Scotland 'lags on class size'

3rd January 2003 at 00:00
The new year message from the EIS is less than a happy one, reports David Henderson

International research involving Scottish schools clearly shows that high class sizes lead to poorer performance, Ronnie Smith, Educational Institute of Scotland general secretary, says in a new year message that will set the union's political agenda ahead of the parliamentary elections in May.

The EIS will again press its case for smaller class sizes after evidence from the Programme for International Student Assessment (PISA) confirmed that there is a marked dip in performance where classes number over 25.

The data shows that Scotland is far down the league of countries in terms of class size, according to the union. Recent figures from the Organisation for Economic Co-operation and Development (OECD) study of international performance in the PISA report confirm that Scotland has a class size average of 25.5, compared to the organisation's average of 22.

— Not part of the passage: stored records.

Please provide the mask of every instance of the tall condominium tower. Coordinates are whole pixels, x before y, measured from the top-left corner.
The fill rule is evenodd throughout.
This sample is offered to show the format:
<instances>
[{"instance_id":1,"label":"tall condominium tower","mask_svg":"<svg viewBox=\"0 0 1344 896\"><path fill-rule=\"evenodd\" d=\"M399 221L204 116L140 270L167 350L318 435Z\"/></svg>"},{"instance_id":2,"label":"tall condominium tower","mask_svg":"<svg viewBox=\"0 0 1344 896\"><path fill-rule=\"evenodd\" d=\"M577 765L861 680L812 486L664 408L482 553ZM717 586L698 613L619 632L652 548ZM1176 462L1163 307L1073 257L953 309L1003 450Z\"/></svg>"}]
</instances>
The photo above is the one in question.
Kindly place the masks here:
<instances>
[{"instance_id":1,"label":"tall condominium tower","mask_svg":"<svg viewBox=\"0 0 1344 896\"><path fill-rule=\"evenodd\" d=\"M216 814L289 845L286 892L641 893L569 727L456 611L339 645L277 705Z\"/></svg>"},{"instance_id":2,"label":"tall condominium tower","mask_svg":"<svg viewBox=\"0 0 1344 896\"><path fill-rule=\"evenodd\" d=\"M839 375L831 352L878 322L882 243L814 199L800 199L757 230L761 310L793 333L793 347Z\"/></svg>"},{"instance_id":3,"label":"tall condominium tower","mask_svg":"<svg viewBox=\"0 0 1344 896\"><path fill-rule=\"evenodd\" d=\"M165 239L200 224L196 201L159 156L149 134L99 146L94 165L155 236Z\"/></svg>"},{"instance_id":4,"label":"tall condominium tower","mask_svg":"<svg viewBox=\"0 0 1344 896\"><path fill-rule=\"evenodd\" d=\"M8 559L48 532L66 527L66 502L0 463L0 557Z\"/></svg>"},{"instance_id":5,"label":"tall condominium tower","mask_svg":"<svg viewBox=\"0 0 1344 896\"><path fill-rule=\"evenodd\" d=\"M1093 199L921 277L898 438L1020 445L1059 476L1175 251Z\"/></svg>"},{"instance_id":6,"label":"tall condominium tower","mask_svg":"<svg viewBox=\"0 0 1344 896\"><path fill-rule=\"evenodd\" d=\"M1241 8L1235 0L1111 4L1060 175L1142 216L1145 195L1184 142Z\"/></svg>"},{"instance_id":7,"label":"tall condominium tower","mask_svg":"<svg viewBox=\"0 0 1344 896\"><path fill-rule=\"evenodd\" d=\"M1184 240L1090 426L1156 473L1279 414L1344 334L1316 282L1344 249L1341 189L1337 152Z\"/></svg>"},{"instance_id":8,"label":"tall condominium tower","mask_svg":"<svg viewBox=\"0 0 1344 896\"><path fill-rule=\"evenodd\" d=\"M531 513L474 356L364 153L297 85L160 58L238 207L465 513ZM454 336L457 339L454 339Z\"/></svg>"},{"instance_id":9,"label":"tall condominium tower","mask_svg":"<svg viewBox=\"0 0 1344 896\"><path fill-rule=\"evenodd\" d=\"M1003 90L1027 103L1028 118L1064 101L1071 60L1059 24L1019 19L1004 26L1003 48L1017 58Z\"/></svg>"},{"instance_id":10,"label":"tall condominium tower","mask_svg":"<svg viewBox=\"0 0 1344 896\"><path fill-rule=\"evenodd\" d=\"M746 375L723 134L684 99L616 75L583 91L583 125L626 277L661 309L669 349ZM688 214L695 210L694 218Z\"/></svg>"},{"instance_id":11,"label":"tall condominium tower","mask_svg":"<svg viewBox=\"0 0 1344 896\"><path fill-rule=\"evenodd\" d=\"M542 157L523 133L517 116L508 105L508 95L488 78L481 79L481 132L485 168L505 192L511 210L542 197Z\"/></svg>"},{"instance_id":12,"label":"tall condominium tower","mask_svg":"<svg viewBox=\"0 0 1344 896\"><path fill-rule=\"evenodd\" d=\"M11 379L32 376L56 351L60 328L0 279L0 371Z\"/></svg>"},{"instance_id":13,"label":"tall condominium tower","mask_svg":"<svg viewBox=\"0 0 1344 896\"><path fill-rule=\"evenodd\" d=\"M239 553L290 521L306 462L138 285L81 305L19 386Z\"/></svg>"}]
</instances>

"Countries such as Poland, Portugal, the Czech and Slovak republics, Belgium and Spain all have lower class sizes than Scotland," Mr Smith said.

He continued: "Government representatives for many years have pointed to a lack of research evidence to support the case for a reduction in class sizes. Increasingly, this research evidence is becoming available and the PISA evidence is perhaps the most powerful evidence currently available."

The general secretary said it complements work in the United States. "All current research evidence points to what teachers and indeed pupils and students already know - and that is that class sizes do make a difference."

Mr Smith said class sizes set in the 1960s and 1970s do not fit with the education service in 2003. Many primary and secondary classes in S1 and S2 were up to the contractural maximum of 33.

However, he accepted that teachers could not expect the union's objective of a class size maximum of 20 to be achieved in the short term. But the EIS was looking for political parties to make a commitment to cutting classes that would bring genuine benefits for students.